JPMorgan Chase, Bank of America, Citigroup and Wells Fargo, the four largest U.S. banks by deposits and assets, collectively reported about $88 billion in profits in the first nine months of 2024, according to Financial Times calculations based ​​in figures from industry tracker BankRegData.

Together they account for 44 percent of the U.S. banking industry’s profits (the highest share during the first nine months of the year since 2015), even though the group includes more than 4,000 of the country’s other banks.

Including US Bank, PNC and Truist, the seven largest banks by deposits generated nearly 56 percent of all bank profits in the first nine months of the year, up from 48 percent for the same period in 2023.

JPMorgan, BofA, Citi, Wells, US Bank and Truist declined to comment. PNC did not respond to requests for comment.

The data comes from earnings reported to the Federal Deposit Insurance Corporation, a banking regulator, and relates only to earnings reported by U.S. banks.

Banks can also include different businesses within the data they report, and larger banks like JPMorgan and BofA include earnings from investment banking and trading where many smaller banks don’t compete.

While the numbers don’t perfectly match the profits banks report to investors, they demonstrate the growing importance of size in the banking industry as it grapples with increased regularity, technology, marketing and operating costs. Larger companies can spread these costs over more customers.

“Once you’re way below the larger banks, then it becomes really difficult to make the necessary investments and have the same recognition,” said Chris Kotowski, a banking analyst at Oppenheimer.

“We are a very mobile society, especially since Covid.
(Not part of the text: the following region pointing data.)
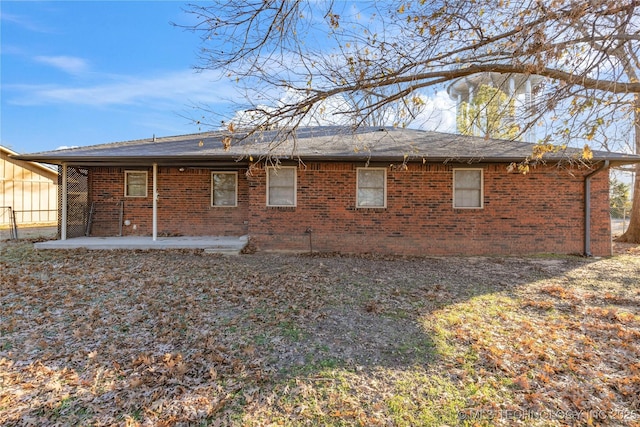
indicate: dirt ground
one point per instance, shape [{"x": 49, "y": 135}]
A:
[{"x": 188, "y": 338}]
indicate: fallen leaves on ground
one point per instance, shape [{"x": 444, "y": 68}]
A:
[{"x": 184, "y": 337}]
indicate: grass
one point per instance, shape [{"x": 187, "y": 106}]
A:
[{"x": 178, "y": 338}]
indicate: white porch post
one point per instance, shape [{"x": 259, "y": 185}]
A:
[
  {"x": 63, "y": 220},
  {"x": 155, "y": 201}
]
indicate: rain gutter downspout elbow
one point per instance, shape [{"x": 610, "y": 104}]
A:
[{"x": 587, "y": 208}]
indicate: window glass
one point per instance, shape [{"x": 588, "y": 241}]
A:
[
  {"x": 135, "y": 184},
  {"x": 467, "y": 188},
  {"x": 281, "y": 186},
  {"x": 371, "y": 188},
  {"x": 224, "y": 186}
]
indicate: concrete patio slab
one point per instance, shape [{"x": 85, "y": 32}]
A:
[{"x": 229, "y": 245}]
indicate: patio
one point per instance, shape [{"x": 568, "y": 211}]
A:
[{"x": 229, "y": 245}]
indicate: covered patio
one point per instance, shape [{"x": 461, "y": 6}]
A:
[{"x": 211, "y": 244}]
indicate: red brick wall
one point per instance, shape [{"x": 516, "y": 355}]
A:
[
  {"x": 540, "y": 212},
  {"x": 184, "y": 205}
]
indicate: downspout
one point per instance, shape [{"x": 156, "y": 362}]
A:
[
  {"x": 64, "y": 210},
  {"x": 155, "y": 201},
  {"x": 587, "y": 208}
]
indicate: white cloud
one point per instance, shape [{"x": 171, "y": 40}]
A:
[
  {"x": 68, "y": 64},
  {"x": 168, "y": 89}
]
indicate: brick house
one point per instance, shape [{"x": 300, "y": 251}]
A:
[{"x": 396, "y": 191}]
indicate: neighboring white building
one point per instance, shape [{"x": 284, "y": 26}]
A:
[{"x": 30, "y": 189}]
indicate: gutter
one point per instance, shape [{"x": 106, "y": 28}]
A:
[{"x": 587, "y": 208}]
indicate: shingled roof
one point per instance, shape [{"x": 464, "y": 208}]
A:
[{"x": 309, "y": 144}]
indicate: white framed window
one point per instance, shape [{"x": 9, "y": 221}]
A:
[
  {"x": 224, "y": 189},
  {"x": 371, "y": 191},
  {"x": 468, "y": 189},
  {"x": 281, "y": 186},
  {"x": 135, "y": 183}
]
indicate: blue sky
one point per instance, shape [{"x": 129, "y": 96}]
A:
[
  {"x": 76, "y": 73},
  {"x": 89, "y": 72}
]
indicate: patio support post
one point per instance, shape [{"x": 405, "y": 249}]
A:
[
  {"x": 155, "y": 201},
  {"x": 587, "y": 208},
  {"x": 63, "y": 213}
]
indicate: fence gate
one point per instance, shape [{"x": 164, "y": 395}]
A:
[{"x": 77, "y": 201}]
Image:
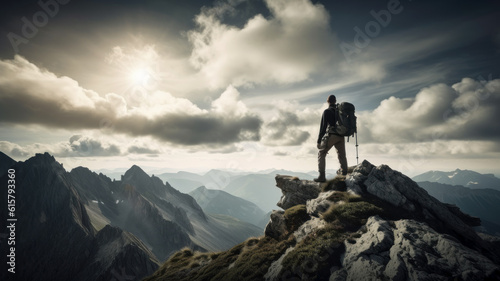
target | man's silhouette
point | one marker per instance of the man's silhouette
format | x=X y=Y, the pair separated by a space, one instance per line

Do many people who move from New York to Florida, for example, really need to have a different bank in Florida than in New York?

The United States has an unusually fragmented banking system, largely because consolidation was delayed by restrictions on interstate banking that were only lifted in the 1980s.
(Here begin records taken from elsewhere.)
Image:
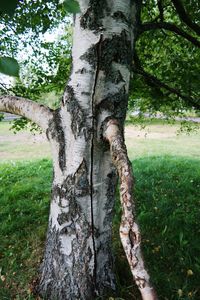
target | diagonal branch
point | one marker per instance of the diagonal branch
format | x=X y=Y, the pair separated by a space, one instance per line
x=129 y=230
x=185 y=17
x=171 y=27
x=31 y=110
x=153 y=81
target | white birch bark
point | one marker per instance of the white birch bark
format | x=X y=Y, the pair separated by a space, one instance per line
x=78 y=263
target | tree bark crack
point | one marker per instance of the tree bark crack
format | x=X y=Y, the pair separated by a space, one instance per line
x=98 y=56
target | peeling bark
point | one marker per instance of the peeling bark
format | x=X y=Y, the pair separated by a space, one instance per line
x=39 y=114
x=129 y=229
x=78 y=263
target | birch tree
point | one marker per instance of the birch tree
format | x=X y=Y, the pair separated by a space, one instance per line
x=86 y=134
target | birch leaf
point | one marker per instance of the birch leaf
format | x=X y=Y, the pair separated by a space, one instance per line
x=9 y=66
x=71 y=6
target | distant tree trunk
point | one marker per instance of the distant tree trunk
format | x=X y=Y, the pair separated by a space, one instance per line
x=78 y=263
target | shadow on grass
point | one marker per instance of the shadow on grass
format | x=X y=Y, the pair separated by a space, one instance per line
x=168 y=208
x=167 y=193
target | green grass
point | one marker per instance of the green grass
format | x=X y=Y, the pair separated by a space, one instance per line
x=24 y=202
x=168 y=205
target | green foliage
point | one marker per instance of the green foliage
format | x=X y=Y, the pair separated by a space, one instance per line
x=168 y=208
x=71 y=6
x=8 y=7
x=9 y=66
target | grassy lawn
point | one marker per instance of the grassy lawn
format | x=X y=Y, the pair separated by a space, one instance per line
x=167 y=188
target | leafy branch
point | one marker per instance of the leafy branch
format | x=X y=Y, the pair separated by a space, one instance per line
x=171 y=27
x=153 y=81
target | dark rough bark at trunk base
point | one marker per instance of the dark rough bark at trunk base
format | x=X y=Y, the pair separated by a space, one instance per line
x=78 y=262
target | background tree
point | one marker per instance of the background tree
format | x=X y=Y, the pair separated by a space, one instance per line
x=90 y=118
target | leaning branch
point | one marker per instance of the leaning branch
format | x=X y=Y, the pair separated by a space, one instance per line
x=129 y=230
x=31 y=110
x=170 y=27
x=185 y=17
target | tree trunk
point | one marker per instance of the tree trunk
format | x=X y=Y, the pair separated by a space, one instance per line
x=78 y=258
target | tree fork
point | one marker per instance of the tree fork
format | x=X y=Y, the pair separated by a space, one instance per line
x=129 y=229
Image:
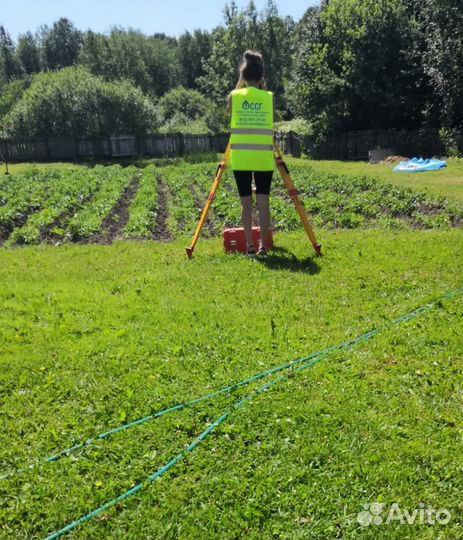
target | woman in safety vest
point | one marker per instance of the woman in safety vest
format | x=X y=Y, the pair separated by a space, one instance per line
x=252 y=112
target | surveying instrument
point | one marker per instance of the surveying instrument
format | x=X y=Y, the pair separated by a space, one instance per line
x=293 y=193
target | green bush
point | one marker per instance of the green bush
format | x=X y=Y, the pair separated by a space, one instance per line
x=73 y=103
x=188 y=111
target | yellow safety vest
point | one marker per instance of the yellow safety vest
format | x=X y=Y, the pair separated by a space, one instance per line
x=252 y=130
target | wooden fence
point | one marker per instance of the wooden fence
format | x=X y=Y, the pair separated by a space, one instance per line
x=354 y=145
x=54 y=149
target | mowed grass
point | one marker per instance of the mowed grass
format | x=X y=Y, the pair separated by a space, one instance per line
x=446 y=182
x=95 y=336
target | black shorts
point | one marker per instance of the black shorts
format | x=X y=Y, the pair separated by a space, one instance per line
x=262 y=179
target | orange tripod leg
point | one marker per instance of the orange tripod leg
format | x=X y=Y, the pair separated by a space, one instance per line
x=294 y=194
x=218 y=177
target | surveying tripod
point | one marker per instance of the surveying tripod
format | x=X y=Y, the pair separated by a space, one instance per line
x=293 y=193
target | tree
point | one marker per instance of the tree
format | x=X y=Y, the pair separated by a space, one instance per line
x=442 y=28
x=357 y=68
x=12 y=92
x=27 y=53
x=9 y=66
x=193 y=52
x=247 y=29
x=60 y=45
x=74 y=103
x=148 y=62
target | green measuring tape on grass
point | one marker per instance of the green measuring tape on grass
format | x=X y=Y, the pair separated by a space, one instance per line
x=294 y=367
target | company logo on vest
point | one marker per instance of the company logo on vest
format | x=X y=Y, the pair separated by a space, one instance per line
x=251 y=106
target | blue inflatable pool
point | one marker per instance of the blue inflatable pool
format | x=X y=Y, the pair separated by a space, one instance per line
x=420 y=165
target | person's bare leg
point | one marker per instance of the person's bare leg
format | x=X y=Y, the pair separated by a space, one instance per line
x=263 y=206
x=246 y=218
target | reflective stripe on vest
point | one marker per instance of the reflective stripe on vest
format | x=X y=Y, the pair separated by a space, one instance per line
x=250 y=146
x=252 y=131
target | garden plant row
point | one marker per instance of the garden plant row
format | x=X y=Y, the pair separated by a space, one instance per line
x=52 y=205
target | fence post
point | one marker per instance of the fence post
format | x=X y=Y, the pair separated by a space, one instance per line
x=181 y=146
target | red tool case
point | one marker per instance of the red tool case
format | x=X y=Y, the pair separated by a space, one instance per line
x=234 y=240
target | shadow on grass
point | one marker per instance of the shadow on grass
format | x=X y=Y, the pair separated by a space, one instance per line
x=282 y=259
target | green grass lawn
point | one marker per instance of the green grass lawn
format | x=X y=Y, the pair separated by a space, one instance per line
x=95 y=336
x=446 y=182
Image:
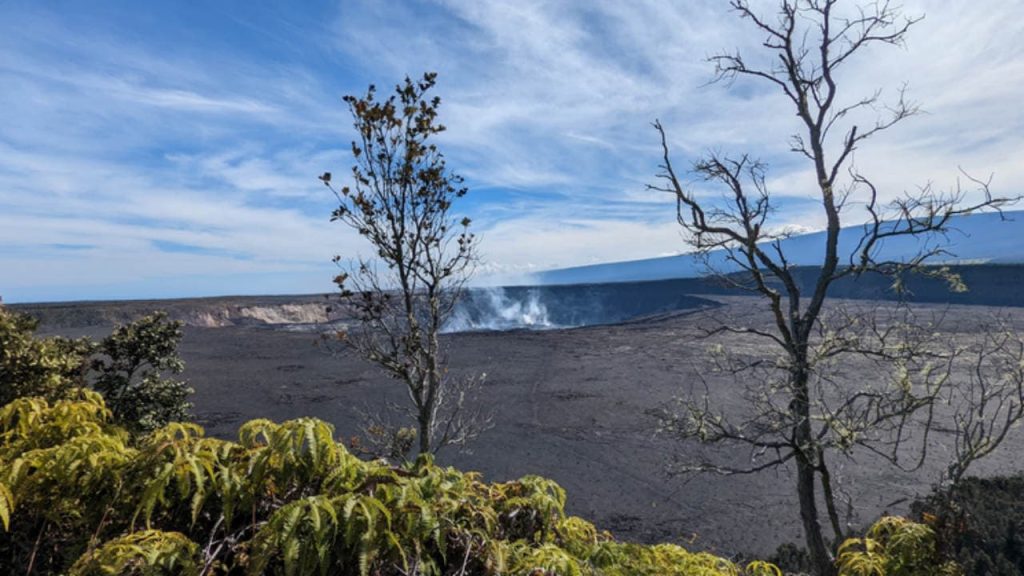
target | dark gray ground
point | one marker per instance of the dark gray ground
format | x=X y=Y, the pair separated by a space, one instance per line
x=572 y=405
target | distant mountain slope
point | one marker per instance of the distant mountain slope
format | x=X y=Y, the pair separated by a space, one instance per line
x=977 y=239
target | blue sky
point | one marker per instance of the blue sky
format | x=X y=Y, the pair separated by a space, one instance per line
x=171 y=149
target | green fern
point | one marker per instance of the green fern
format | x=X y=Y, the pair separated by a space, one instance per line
x=150 y=552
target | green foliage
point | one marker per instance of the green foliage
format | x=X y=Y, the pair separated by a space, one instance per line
x=126 y=367
x=30 y=366
x=400 y=200
x=128 y=370
x=894 y=546
x=285 y=499
x=150 y=552
x=980 y=523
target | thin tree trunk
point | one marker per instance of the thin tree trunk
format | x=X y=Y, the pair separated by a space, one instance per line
x=829 y=497
x=820 y=557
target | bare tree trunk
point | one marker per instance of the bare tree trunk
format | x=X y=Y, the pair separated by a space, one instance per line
x=425 y=440
x=803 y=436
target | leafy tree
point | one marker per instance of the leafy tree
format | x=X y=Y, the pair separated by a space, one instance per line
x=287 y=499
x=800 y=413
x=400 y=201
x=31 y=366
x=128 y=369
x=980 y=523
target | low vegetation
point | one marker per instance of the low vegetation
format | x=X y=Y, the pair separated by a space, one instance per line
x=81 y=494
x=76 y=497
x=980 y=523
x=129 y=368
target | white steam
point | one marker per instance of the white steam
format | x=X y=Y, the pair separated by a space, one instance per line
x=495 y=309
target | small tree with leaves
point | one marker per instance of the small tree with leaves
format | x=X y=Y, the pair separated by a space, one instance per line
x=799 y=412
x=129 y=368
x=32 y=366
x=400 y=200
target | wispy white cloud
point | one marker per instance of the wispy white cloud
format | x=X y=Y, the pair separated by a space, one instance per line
x=209 y=132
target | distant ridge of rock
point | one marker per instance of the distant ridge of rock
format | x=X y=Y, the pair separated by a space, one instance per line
x=208 y=313
x=984 y=238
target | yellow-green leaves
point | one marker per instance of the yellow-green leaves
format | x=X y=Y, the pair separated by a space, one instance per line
x=894 y=546
x=288 y=500
x=6 y=505
x=150 y=552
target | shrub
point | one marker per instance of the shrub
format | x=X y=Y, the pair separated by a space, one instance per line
x=30 y=366
x=128 y=369
x=76 y=497
x=980 y=523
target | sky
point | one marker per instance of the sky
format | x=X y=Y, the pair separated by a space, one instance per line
x=167 y=149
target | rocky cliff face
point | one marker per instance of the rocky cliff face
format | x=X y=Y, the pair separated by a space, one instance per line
x=208 y=313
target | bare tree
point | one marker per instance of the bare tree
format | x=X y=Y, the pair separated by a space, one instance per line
x=799 y=412
x=400 y=201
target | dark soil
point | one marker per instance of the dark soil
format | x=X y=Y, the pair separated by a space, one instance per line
x=577 y=406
The dominant positions of the largest US banks have fueled calls for greater consolidation among smaller banks to better compete.

Deals have slowed in recent years, however, there are hopes that the incoming Trump administration could adopt a more permissive policy.
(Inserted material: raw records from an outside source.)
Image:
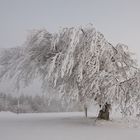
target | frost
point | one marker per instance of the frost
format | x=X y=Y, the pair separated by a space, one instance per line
x=79 y=63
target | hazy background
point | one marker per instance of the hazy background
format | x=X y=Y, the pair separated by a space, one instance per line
x=118 y=20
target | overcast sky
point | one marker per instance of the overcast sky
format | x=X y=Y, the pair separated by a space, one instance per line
x=118 y=20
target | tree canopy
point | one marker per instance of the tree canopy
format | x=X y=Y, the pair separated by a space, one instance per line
x=79 y=63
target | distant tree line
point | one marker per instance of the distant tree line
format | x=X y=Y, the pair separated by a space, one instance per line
x=35 y=104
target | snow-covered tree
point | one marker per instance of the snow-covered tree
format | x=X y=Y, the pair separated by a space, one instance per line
x=80 y=64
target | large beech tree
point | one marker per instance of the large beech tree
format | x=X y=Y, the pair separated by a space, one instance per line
x=80 y=64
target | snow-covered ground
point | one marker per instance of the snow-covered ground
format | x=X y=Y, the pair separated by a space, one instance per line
x=65 y=126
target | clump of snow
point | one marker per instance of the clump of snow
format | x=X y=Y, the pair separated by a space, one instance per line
x=65 y=126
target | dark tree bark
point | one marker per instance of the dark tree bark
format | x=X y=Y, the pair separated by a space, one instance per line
x=104 y=112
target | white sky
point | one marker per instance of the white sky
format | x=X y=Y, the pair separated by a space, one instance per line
x=118 y=20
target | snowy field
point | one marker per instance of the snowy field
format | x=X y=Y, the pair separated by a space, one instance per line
x=65 y=126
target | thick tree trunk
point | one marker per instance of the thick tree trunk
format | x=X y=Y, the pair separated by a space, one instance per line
x=85 y=109
x=104 y=112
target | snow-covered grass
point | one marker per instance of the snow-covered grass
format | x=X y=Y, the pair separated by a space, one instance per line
x=65 y=126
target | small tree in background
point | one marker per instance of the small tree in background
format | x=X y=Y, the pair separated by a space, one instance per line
x=80 y=64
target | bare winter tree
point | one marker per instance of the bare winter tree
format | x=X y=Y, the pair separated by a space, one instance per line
x=80 y=64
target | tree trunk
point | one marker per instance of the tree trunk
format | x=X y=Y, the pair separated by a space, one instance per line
x=104 y=112
x=85 y=109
Bob Diamond, a former head of Barclays who now runs an investment firm, told the Financial Times in early December that he believed the number of US banks could be more than halved in the next three years.

But the main competitors of the big banks are increasingly non-bank entities, including private credit companies, which offer services similar to those of banks.

Financial institutions like Apollo, Affirm, and Rocket Mortgage have become increasingly influential lenders to corporations, home buyers, and consumers, although these loans are typically funded by banks.

In the mortgage market, nonbank companies now service more than half of U.S. mortgage loans, up from 11 percent in 2011.

In his annual letter to shareholders, JPMorgan CEO Jamie Dimon called tech giant Apple “effectively” acting like a bank by holding, moving and lending money.